The attackers include a range of marketing and legal activism experts who are highly trained and use effective messaging techniques to convince a lot of people that modern agriculture is “bad” and harmful to both people and the environment. People ranging from Berkeley journalism professors to Hollywood producers, lawyers and “animal rights” organizations are blanketing the country with books, movies, lawsuits and legislation that condemn agriculture, restrict farmers and ranchers, and scare people with claims that their food is unsafe.
The Missouri Farming Rights amendment was approved by voters last year in an attempt to protect this great industry from measures intended to minimize production. The amendment guarantees the right to engage in farming and ranching practices in Missouri. The measure stood up to a ballot re-count, and now a suit has been filed with the Missouri Supreme Court by anti-agriculture advocates who seek to get our state’s highest bench to render the measure unconstitutional. I pray these same folks don’t wake up one day regretting their opposition to agriculture. (You’ll understand why as you keep reading).
Some people look at the attacks on agriculture and say that nothing can be done. Nothing could be further from the truth. Something must be done to set the record straight. Farmers and consumers have way too much to lose. Every farmer and rancher in the U.S. has the ability to help tell the positive story of American agriculture. The first step is staying informed. I encourage you to join a farm organization that can help represent you and your farm. Read their newsletters, join their team of pro-active advocates for agriculture, follow their websites, and then take action.

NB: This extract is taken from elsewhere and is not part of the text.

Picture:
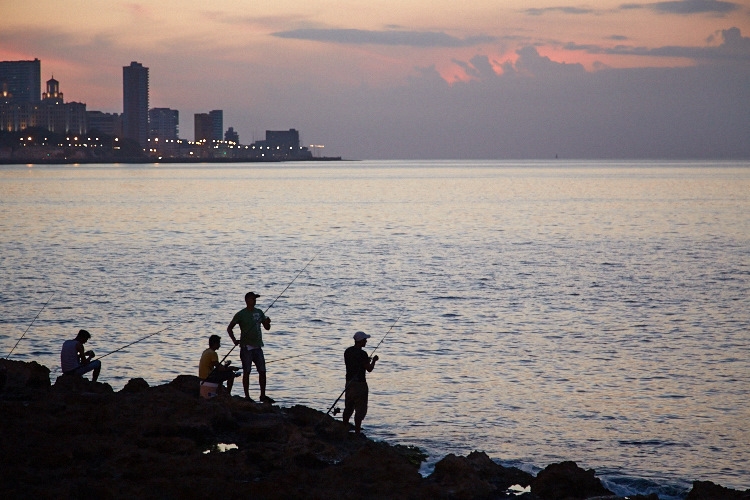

How can you take action? Start by educating those who aren’t involved in production agriculture in your community. Invite your local school to bring children to your farm so they can see how you take care of your animals, land and family. Speak to the local civic club about your farm, your family and how farming has and is changing in your area. Get to know your local, state and federal elected officials. Become someone recognized as a credible source they can go to when faced with a decision to make about agriculture.
Why is all of this important? First of all, if you want to farm or ranch, you’d better be your own best advocate and willing to join with other farmers in educating our non-farming friends. Secondly, consider our world population growth. In 1800, less than 1 billion people inhabited our planet. By 1900 about 1.6 billion people lived here and we jumped to a little more than 2.4 billion in 1950. Fifty years later, at the Millenium (2000 AD), we shared our world with 6.1 billion other folks, and in the next 35 years, our population is estimated to be 9.1 billion. My math teachers called that exponential growth. What do all these folks have in common? They want to eat, be clothed, have shelter and will utilize energy to accomplish it.
As a red-blooded American, I enjoy the prospect of increasing demand yielding the potential for increasing profitability in the industry I love. However, as a farmer, with the skills and assets to produce food, fuel and fiber, I feel the moral responsibility to do all I can to produce what others need, but don’t have the ability to produce for themselves. I hope you do too.
Editor’s note: These statistics refer to the 2012 U.S. Ag Census. According to the 2015 Missouri Cattle Inventory report released January Missouri is third in beef cow production.